[hackerspaces] An interesting point of view : "On Feminism and Microcontrollers"

Yves Quemener quemener.yves at free.fr
Sat Oct 2 12:27:16 CEST 2010


On 10/02/2010 11:04 AM, Alexandre Dulaunoy wrote:
> For sharing with you,
> 
> Leah Buechley and Benjamin Mako Hill made an interesting
> comparative paper[1] about LilyPad and Arduino.
> 
> To complement their view, Benjamin Mako Hill wrote a blog
> entry[2] about it and some additional thoughts to extend
> or redesign the "clubhouse".
> 
> Maybe useful when designing/improving hackerspace.
> 
> adulau
> 
> [1] http://hlt.media.mit.edu/publications/buechley_DIS_10.pdf
> [2] http://mako.cc/copyrighteous/20101001-00
> 
> 

Honestly, I am tired of this sexist crap...

"Even if computing and electrical engineering communities were perfectly
welcoming (which they are not) most people (both male and female, but
disproportionately female) will choose not to participate."

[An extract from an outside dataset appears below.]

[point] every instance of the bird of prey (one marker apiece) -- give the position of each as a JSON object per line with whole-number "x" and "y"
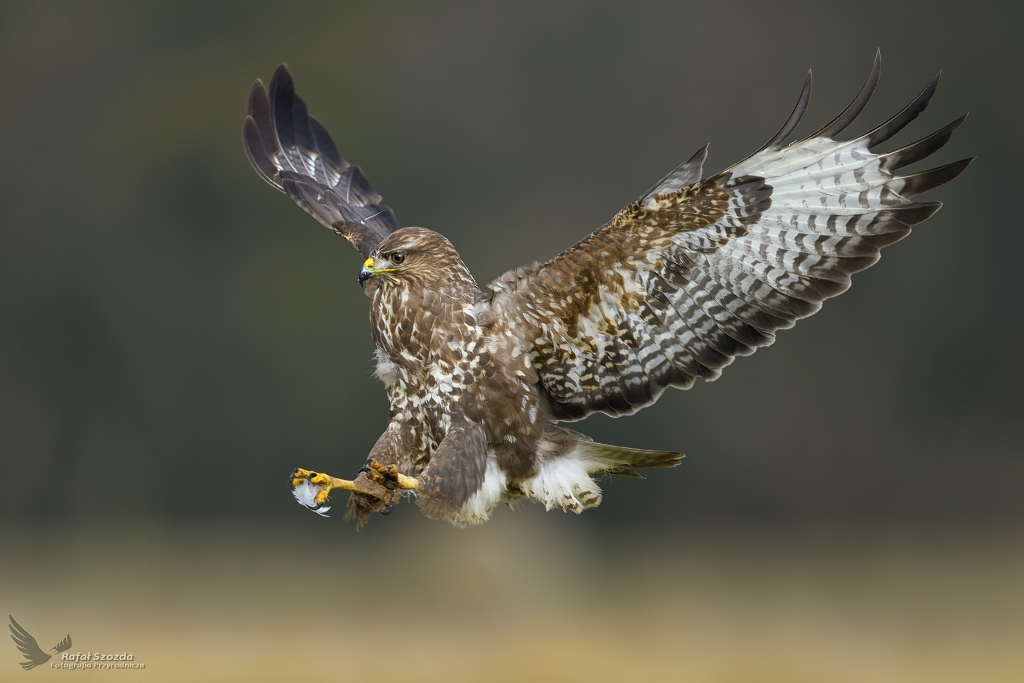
{"x": 30, "y": 648}
{"x": 692, "y": 273}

In all hackerspaces I have seen, girls are more than welcomed. I would like
that people stop stating the contrary as a fact. They just don't come in
the same number as men, for some reasons, but the lack of welcoming is
certainly not one of them.

"Building new clubhouses requires creativity of its proponents and risks
charges of reinforcing stereotypes and existing status hierarchies. But,
executed carefully and well (as I believe LilyPad has been), it suggests
ways to reach the majority of people that no "unlocking" project will ever
seem relevant to."

Here is my point of view on this : hackerspaces tend to reject stereotypes
and existing status hierarchy. If you are doing cool stuff, people do not
really care wether you are male or female, white or black, young or old,
rich or poor, academically educated or self-taught. In fact, most of your
audience will know you only by a pseudonym and won't care much about the
rest. Now, the people who come in and say "you should attract more girls by
doing sewing", are the people who are trying to bring in some old
stereotypes in places that lack them. I don't know, am I the only one
shocked at the idea that hardware hacks, robotics and software security are
supposed to be "men's stuff" while sewing blinking leds in clothes are
supposed to be "girlie stuff" ?

Sure, there are less girls in hackerspace because it is perceived as a
boy's hobby. I personally think that this is wrong and that just shows a
prejudice existing in the society as a whole. To change that, what we need
is more female security experts, more female hardware hackers, more female
robot makers but we don't need to make a new segregation between men's
hacks and women's hacks, that would be just admitting defeat.